Juan Enrique Vargas
Decano de Derecho Universidad Diego Portales
Resulta comprensible la preocupación expresada por el presidente de la Corte Suprema respecto de la formación de los nuevos abogados. A diferencia de todas las otras profesiones, en Chile es la Corte la que otorga el título de abogado. Como se comprenderá, es imposible hoy en día que ese tribunal certifique la calidad del elevado número de abogados que reciben periódicamente ese título, y sin embargo es el nombre de la Corte el que aparece en el diploma. De allí que la primera medida que se podría sugerir sería la de eximir al Poder Judicial de esa tarea, para que sean las propias universidades las que se hagan completamente responsables de los profesionales que están entregando al mercado.
Despejado ese punto, creo que es más fácil entrar al fondo de la discusión con propuestas que sean coherentes con el sistema de enseñanza universitaria vigente en el país.
No es posible afirmar que en nuestro país exista un exceso de abogados. Los indicadores internacionales dicen lo contrario.
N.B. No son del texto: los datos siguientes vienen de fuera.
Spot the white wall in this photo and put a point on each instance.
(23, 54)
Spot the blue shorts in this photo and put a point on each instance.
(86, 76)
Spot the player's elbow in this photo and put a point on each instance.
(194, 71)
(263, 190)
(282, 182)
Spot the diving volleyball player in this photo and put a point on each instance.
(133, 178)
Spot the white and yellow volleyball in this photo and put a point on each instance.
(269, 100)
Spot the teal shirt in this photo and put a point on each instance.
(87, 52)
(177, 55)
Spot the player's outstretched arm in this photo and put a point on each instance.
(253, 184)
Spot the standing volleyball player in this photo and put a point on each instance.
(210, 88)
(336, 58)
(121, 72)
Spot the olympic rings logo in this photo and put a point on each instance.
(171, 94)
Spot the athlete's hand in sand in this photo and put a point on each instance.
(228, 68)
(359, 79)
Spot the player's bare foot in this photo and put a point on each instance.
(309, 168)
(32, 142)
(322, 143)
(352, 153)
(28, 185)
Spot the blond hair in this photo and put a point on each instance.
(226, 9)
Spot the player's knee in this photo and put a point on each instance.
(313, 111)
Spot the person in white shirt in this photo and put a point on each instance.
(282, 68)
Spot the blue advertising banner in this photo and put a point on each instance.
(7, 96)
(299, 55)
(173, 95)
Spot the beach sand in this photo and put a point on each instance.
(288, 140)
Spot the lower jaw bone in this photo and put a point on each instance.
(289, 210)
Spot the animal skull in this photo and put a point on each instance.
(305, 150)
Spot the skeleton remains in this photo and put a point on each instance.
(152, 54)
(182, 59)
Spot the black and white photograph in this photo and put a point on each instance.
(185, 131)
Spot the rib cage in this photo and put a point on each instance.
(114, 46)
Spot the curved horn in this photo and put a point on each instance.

En el país hay 13,3 abogados por cada cien mil habitantes, bastante menos que en Argentina (35,3), Brasil (28,1), Canadá (22,4) o el estado de Nueva York (20,4), por sólo citar algunos ejemplos de países con diversas realidades. Por otra parte, cuál es el número óptimo de abogados es una pregunta que en las investigaciones especializadas no tiene respuesta. Lo que sabemos es que países con un grado de desarrollo similar al nuestro poseen muchos más abogados.
Tampoco es correcto afirmar que los abogados que hoy forma el sistema queden desempleados.
El ámbito del derecho y de la justicia ha tenido una enorme expansión en los últimos años, generando muchas plazas para abogados y posibilidades de acceso para las personas a servicios jurídicos antes desconocidos. Todo ello ha sido posible porque contamos con más abogados. De hecho, el 92% de ellos tiene trabajo al segundo año de titulados y un 96%, al cuarto. Sus remuneraciones promedio los sitúan como la sexta carrera mejor rentada del país (con ingresos promedio de $860.000 al primer año de trabajo y de $1.700.000 al quinto). No se trata, entonces, de una profesión pauperizada.
Por cierto -y una vez dicho lo anterior- existen muchas diferencias de calidad entre los abogados que se titulan, al haber proyectos universitarios serios y probados y otros que merecen más dudas. Y la línea de la virtud en esta materia -sobra decirlo- no coincide con aquella que separa a las universidades públicas de las privadas.
Ese sí -el de la calidad- es un tema que hay que encarar con rigor.
Desde luego, resulta socialmente relevante garantizar a las personas que contratan a un abogado que recibirán un trabajo profesional de calidad, pues para ellas es muy difícil acceder a la información necesaria para evaluarlos, y las consecuencias de un servicio legal de mala calidad pueden ser extremadamente graves. La forma de asegurar la calidad de un proyecto universitario en el país es a través de su acreditación ante la Comisión Nacional de Acreditación, donde se mide la coherencia entre lo que se ofrece y lo que efectivamente se da. Pero en Chile la acreditación de las facultades de Derecho es facultativa, y tan sólo nueve de las 42 universidades que imparten la carrera están acreditadas. La política natural que habría que adoptar, si se quiere avanzar en este sentido, es convertir en obligatoria la acreditación, o al menos establecer incentivos que fuercen a las instituciones a realizarla.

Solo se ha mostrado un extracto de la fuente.